Su circa 950 membri del parlamento, dunque, un centinaio fa parte del governo, più del 10 percento. Questo discorso è rilevante nel momento che le maggioranze sono risicate, come è successo quasi sempre e in particolare negli ultimi due mesi.
Nei paesi cosidetti democratici che conosco (e sono pochi), quando un membro del parlamento viene chiamato al governo si deve dimettere e al suo posto subentra un’altra persona. Ma non in Italia. Probabilmente si dirà che con la presente porcata di legge elettorale non farebbe differenza, ma non è questo il punto. La legge elettorale si potrebbe cambiare. Rimane il fatto che dal dopoguerra nessun partito abbia posto il problema ritenendo, probabilmente, che questo sistema sarebbe stato di tornaconto un giorno o l’altro.

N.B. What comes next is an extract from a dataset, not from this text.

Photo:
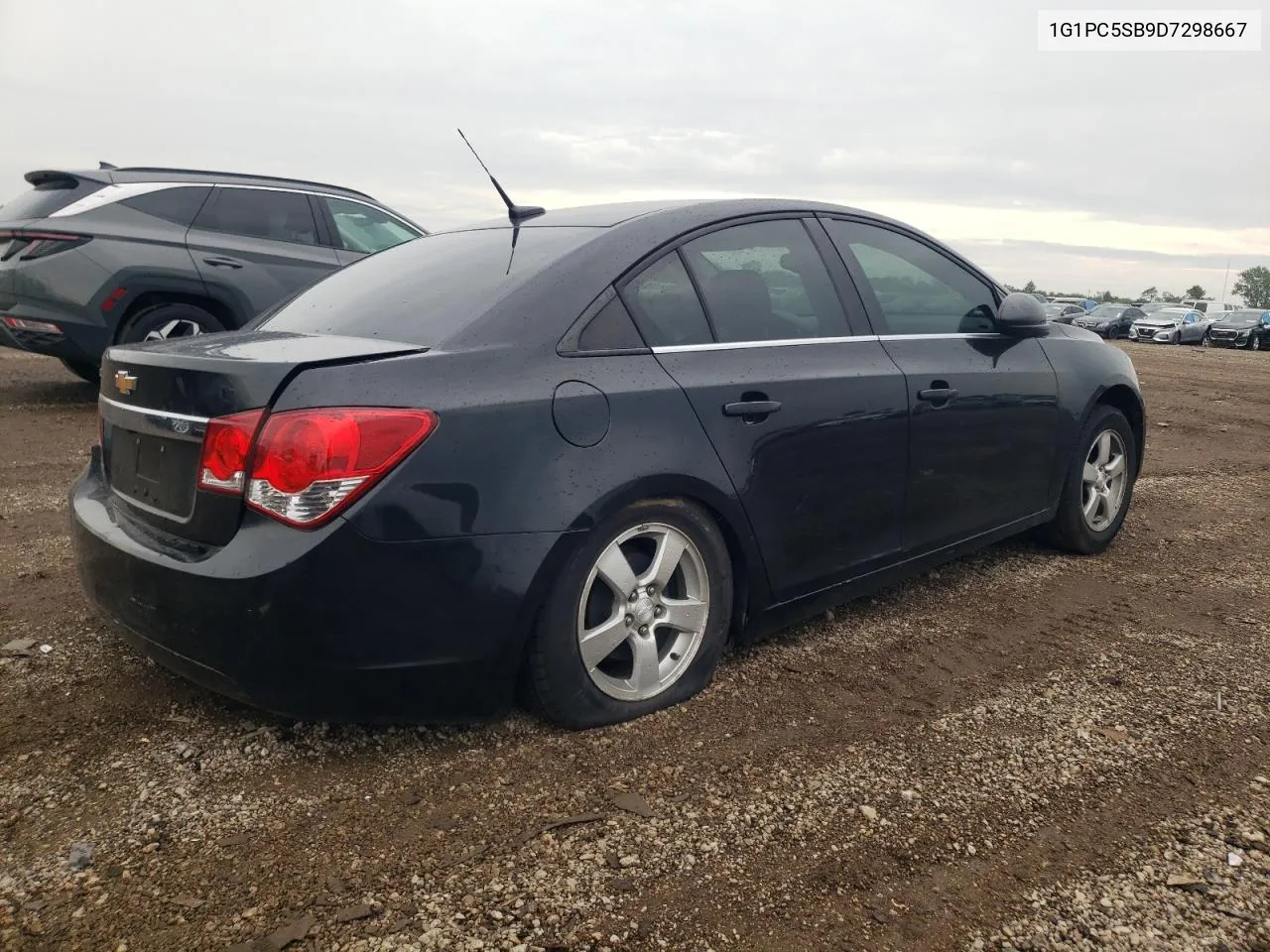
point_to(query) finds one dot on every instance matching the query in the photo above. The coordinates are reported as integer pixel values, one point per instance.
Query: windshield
(425, 291)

Il cumulo delle cariche – altro esiziale costume del sistema italiano – sembra essere il corollario (o la metastasi) di questo cancro istituzionale voluto e mantenuto da tutte le forze politiche.
E' davvero un passo indietro che il parlamento, che è nato come controllore dell'esecutivo, esprima il governo dall'interno della sua maggioranza. E' ovvio che dovrebbero essere due corpi il più possibile separati e anche eletti separatamente.
Sembra un po' come il governo dei professori nell'Università.